8.6/10
Senior Film Conservator

A definitive 8.6/10 rating for a film that redefined the boundaries of cult cinema. Scrooge in Color remains a cornerstone of transgressive art.
Should you watch Scrooge in Color? Honestly, only if you are a completionist who needs to see every version of this story ever made. If you like your movies to look like a fever dream filtered through a vintage photo booth, you might find some charm here. Everyone else will probably spend the first twenty minutes staring at the weird skin tones and wondering why the snow looks like it’s made of yellow dust.
Seymour Hicks as Scrooge is doing some heavy lifting, but the colorization process just makes him look like he’s got a perpetual case of indigestion. It’s distracting. You spend so much time looking at the awkward blue shadows that you lose track of the actual acting. 🎨
The ghosts look especially strange. They seem to hover in this weird layer of artificial saturation that doesn't quite match the sets. It’s like watching a cut-out paper doll move across a painted background. Sometimes, the colors just bleed right over the edges of their coats.

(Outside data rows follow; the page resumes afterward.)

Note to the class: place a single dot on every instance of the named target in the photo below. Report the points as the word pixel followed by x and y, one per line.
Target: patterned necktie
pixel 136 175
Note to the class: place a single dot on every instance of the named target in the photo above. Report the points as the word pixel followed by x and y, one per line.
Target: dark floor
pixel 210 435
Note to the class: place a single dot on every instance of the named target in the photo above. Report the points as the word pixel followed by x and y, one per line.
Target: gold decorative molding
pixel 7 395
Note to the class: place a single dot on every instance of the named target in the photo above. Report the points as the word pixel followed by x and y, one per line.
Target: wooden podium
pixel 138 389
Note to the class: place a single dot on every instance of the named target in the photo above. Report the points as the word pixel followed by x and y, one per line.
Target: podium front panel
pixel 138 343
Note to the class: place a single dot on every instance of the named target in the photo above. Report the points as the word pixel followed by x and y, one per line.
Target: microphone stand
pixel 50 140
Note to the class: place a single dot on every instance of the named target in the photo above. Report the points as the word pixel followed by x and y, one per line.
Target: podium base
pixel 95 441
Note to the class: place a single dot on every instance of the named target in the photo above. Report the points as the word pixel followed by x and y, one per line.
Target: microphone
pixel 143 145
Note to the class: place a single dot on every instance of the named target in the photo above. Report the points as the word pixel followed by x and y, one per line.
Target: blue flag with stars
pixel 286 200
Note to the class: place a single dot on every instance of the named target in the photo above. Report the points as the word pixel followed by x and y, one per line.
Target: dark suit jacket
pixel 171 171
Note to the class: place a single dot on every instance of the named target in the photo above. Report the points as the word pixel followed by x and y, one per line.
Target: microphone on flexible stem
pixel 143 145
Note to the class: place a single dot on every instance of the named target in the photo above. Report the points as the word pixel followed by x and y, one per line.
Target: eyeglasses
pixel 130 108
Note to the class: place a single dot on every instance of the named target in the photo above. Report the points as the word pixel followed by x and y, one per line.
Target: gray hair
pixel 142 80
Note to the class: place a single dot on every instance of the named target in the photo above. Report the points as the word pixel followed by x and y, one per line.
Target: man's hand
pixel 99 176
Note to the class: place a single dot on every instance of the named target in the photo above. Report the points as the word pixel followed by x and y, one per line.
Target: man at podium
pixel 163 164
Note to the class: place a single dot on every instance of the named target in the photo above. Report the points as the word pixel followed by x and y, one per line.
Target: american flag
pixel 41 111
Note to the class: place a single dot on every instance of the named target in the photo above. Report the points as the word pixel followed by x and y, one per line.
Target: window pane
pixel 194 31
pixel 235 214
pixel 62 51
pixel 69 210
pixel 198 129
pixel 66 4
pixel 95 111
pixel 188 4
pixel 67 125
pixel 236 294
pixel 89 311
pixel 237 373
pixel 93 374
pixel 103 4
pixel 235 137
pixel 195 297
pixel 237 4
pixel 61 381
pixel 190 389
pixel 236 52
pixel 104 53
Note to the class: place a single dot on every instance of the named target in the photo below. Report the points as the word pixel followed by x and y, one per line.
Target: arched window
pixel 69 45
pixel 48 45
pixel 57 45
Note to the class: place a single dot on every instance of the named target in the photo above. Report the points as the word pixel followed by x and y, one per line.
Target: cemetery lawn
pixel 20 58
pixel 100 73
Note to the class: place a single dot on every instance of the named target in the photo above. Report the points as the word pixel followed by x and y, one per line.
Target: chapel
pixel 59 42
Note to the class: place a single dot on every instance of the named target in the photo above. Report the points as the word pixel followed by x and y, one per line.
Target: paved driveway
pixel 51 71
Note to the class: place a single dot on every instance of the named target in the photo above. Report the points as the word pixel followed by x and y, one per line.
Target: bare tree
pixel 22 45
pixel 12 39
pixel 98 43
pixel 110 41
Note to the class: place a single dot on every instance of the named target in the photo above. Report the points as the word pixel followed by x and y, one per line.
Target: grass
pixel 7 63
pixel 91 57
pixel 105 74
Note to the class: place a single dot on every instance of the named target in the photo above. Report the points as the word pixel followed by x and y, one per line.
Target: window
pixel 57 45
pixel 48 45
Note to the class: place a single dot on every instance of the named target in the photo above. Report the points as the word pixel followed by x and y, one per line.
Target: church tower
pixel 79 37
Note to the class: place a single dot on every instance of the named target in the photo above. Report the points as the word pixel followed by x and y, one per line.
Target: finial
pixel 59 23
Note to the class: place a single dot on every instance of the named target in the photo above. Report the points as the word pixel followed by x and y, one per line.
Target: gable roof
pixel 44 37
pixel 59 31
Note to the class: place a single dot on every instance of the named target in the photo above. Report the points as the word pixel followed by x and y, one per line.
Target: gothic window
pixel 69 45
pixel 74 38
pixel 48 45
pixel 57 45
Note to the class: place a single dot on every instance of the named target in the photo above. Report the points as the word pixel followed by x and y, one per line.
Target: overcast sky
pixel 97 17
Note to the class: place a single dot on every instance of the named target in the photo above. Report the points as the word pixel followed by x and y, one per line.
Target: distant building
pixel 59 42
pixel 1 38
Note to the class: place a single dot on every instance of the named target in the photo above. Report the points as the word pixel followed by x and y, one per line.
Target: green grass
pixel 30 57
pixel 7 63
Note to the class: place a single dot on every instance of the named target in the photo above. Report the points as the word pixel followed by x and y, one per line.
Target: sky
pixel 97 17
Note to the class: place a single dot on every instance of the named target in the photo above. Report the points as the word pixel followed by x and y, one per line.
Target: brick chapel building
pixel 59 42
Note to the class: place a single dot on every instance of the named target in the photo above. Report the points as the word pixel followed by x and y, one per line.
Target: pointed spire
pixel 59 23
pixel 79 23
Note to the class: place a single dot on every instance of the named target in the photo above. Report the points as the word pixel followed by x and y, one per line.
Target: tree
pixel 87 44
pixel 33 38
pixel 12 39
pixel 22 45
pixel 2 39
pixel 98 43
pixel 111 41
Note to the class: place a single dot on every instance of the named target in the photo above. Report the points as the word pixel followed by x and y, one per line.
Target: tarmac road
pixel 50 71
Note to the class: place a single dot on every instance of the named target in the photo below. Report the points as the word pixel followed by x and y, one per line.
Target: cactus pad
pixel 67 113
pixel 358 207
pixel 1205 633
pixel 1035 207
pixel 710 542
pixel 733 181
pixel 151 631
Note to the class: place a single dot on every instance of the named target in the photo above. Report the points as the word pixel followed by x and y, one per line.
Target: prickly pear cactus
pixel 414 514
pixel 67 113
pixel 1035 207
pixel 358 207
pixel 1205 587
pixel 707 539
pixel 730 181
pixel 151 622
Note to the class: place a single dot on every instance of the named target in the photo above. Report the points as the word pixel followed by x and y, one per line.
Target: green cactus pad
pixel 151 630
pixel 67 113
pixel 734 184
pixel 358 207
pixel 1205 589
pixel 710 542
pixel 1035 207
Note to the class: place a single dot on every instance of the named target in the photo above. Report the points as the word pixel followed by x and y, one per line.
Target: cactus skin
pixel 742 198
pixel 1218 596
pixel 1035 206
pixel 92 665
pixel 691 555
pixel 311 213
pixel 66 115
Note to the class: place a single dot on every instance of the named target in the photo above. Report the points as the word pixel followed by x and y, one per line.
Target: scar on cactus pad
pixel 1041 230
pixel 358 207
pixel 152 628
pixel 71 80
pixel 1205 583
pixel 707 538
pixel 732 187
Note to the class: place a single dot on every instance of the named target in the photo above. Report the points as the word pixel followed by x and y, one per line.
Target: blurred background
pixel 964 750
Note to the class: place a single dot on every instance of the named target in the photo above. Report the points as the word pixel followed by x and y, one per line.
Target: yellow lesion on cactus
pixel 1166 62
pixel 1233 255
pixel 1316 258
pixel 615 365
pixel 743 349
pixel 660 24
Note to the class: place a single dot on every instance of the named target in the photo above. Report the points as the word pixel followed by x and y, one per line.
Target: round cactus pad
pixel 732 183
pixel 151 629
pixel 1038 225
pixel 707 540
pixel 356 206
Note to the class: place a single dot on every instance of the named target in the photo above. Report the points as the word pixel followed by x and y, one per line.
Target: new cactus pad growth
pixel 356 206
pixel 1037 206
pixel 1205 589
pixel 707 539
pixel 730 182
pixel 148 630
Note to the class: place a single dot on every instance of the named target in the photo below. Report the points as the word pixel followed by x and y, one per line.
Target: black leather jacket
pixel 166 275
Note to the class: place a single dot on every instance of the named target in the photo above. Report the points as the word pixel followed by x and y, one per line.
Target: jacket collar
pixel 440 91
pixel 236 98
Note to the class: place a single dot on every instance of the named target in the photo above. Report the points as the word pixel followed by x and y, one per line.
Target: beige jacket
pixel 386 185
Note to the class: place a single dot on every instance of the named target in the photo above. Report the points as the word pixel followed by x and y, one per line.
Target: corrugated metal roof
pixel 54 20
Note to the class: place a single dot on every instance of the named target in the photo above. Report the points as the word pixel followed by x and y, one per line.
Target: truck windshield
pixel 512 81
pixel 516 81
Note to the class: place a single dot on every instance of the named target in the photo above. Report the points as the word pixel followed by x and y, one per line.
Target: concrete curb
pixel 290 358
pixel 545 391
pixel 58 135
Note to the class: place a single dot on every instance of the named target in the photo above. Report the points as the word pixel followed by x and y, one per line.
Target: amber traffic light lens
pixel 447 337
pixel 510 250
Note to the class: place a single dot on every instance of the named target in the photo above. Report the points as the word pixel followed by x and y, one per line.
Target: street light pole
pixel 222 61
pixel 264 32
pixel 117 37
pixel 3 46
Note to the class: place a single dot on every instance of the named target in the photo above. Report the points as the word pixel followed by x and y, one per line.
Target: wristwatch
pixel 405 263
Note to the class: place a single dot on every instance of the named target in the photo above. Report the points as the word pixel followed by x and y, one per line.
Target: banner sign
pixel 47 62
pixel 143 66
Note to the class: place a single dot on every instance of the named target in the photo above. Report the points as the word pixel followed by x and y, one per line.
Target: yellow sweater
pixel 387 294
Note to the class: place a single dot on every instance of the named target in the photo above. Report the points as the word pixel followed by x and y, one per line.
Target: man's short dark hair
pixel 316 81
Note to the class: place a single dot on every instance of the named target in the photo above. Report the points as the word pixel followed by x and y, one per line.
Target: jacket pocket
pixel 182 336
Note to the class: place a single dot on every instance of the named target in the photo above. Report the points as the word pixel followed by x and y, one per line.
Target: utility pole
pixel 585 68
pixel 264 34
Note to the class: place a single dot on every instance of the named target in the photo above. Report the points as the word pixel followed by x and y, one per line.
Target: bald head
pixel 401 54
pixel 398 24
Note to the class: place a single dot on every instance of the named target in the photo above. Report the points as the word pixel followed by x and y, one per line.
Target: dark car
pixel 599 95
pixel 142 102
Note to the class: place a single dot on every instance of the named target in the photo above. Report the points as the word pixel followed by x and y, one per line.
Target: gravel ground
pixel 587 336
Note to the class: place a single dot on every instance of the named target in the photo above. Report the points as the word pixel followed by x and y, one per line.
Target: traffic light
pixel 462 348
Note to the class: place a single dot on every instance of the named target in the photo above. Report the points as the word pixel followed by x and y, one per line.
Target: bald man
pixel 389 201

It reminded me a bit of the frantic energy in Paramount on Parade, where everything is just a little too loud and bright for its own good. But here, it’s just plain exhausting.
The scene where the Ghost of Christmas Past shows up is particularly jarring. The flicker rate on the color is almost hypnotic in a bad way. It made me want to go back and watch a clean black-and-white print just to let my eyes rest. 💤
Is it better than the original? No. It’s just different. It’s like taking a perfectly fine painting and coloring it in with markers because you were bored on a Sunday afternoon. 🖍️
I found myself missing the grit of older films. Everything here feels polished in a way that feels dishonest. It's a weird artifact of film history, sure, but I wouldn't call it essential viewing. It’s just… there.